Nachdem die Verantwortungsprobleme des individuellen Verhaltens in Kriegen sichtbar geworden sind, soll abschließend die Bedeutung und Wirkung des Strafprinzips bei kollektiven, gewalttätigen internationalen Konfliktbearbeitungen betrachtet werden. Wie der Blick in die Menschheitsgeschichte zeigt, wurden Kriege als Strafaktionen gegen andere Stämme, Ethnien, Völker oder Nationen deklariert und kollektiv verstanden. Die Berechtigung militärischer Konfliktbearbeitung wurde mit der gegnerischen Verletzung von eigenen souveränen Rechten begründet, deren Hinnahme nicht ungestraft bleiben sollte. Über die Wiederherstellung des bisherigen Zustandes hinaus wurde eine kollektive Sühneleistung angestrebt. Von den jeweiligen Verlierern wurden physische oder psychische Erniedrigungen erzwungen, die meist die Ursache für spätere gewalttätige Racheaktionen waren. Die technologische Waffenentwicklung brachte es mit sich, daß die ökonomischen Auszehrungen so weitreichende gesellschaftliche Folgewirkungen zeigten, daß trotz der materiellen Strafleistungen der Kriegsverlierer die Folgelasten auch bei den Kriegsgewinnern nicht ausgeglichen werden konnten. Die Kriegsführung brachte häufig für Sieger und Unterlegene langfristig nur ökonomische Nachteile, die die Hemmschwellen für militärische Konfliktregelungen zwischen reichen Nationen erhöhten. Mit den wachsenden gegenseitigen politischen und ökonomischen Abhängigkeiten wurden die Militäreinsätze von den ökonomischen Entwicklungsständen beeinflußt, in Bündnissysteme eingebunden immer weiträumiger; zuletzt in Europa gekennzeichnet durch die großflächige west-östliche Blockkonfrontation.

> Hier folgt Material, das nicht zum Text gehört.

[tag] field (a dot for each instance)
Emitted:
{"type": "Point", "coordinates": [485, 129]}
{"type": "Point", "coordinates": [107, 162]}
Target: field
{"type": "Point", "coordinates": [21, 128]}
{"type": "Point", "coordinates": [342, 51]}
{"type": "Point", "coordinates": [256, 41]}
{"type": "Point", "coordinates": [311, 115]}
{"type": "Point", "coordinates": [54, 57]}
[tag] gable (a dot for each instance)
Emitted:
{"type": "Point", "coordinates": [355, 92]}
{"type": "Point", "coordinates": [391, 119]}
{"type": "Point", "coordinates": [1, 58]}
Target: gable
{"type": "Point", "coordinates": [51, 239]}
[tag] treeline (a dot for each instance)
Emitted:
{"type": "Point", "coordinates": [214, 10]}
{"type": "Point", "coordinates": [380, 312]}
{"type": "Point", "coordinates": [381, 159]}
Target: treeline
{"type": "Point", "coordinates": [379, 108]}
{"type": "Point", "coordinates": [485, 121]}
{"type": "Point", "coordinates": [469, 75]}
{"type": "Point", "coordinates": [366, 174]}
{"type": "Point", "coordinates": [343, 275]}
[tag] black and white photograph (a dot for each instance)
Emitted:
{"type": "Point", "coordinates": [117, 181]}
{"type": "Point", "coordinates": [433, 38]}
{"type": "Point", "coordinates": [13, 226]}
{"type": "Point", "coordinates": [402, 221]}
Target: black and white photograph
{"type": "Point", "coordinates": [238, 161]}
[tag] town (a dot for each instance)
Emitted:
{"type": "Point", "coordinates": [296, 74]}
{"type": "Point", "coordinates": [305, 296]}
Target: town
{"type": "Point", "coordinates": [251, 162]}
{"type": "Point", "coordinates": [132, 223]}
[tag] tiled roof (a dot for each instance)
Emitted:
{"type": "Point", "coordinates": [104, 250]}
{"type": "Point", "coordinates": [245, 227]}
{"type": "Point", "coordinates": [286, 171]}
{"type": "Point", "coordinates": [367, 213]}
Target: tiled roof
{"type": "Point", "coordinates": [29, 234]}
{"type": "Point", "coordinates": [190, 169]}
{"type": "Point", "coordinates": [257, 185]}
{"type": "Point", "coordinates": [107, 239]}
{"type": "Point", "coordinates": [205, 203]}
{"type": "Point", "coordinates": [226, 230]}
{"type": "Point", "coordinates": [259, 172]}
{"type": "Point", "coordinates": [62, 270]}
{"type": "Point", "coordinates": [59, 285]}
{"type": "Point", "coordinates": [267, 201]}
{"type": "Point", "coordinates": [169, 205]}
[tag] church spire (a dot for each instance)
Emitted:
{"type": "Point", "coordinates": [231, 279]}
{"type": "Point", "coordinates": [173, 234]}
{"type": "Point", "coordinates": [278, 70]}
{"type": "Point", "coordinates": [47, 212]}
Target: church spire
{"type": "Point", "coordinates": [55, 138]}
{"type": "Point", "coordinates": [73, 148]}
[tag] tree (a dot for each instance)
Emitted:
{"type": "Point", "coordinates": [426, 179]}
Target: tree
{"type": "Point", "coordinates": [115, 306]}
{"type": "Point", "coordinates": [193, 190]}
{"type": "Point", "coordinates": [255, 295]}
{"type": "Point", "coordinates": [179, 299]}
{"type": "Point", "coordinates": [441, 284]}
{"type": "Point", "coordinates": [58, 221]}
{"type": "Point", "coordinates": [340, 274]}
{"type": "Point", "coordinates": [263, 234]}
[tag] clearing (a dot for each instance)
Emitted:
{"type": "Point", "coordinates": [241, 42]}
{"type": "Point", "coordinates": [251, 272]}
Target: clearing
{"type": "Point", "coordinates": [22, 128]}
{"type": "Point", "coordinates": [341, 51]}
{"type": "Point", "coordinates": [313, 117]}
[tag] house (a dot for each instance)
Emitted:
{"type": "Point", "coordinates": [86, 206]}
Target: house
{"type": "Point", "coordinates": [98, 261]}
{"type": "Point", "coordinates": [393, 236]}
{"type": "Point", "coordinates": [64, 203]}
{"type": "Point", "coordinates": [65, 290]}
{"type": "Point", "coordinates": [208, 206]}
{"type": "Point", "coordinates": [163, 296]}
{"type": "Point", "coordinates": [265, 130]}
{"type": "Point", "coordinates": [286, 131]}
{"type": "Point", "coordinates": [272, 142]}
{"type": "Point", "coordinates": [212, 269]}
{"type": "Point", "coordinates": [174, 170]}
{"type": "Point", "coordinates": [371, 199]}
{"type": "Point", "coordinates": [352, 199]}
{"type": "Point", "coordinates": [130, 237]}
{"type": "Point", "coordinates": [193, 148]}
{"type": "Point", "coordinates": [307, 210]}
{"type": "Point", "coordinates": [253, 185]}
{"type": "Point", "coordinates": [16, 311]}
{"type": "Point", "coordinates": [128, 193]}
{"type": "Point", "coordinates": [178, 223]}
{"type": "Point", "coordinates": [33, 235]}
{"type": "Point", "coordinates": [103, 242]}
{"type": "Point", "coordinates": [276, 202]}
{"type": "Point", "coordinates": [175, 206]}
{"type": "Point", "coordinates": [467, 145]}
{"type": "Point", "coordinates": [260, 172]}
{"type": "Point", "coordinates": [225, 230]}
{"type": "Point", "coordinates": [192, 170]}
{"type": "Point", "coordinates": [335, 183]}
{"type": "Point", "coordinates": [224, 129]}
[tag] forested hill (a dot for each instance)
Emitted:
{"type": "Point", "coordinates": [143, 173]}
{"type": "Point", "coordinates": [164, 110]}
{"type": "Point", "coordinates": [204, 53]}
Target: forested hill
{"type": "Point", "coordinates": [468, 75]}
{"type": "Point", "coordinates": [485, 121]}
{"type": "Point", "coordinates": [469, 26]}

Mit den geminderten Fähigkeiten der nationalstaatlichen Kriegssieger, den besiegten Staaten langfristig profitable Strafen aufzuerlegen – sie zu zerstören, einzugliedern, zu Gebietsabtretungen oder Strafleistungen zu zwingen – stieg die Bereitschaft auf kollektive militärische Rachefeldzüge zu verzichten. Technologisch-ökonomische Entwicklungen, die bis zur globalen Vernichtungsfähigkeit führten, haben die Kriegsführungsfähigkeit des Militärs vorübergehend zwar gemindert, ohne allerdings – atomare Zweit-, Dritt- und Mehrfach-Schlagfähigkeit bestehen noch heute – zu einem vollständigen Verzicht auf das militärische »Lehrmittel Strafe« zu führen. Im historischen Rückblick lassen sich kaum Indizien erkennen, daß die Menschen aus dem Einsatz der vielfältigen militärischen Strafen, die gegen die unterschiedlichsten Volksgruppen und Nationen verhängt wurden, gelernt haben, Konflikte gewaltloser zu lösen. Außer der Ausrottung von Stämmen und Ethnien sind durch den militärischen Einsatz des »Lehrmittel Strafe« Milliarden von Tote und eine unvorstellbare Menge von physischen und psychischen Deformationen nachweisbar.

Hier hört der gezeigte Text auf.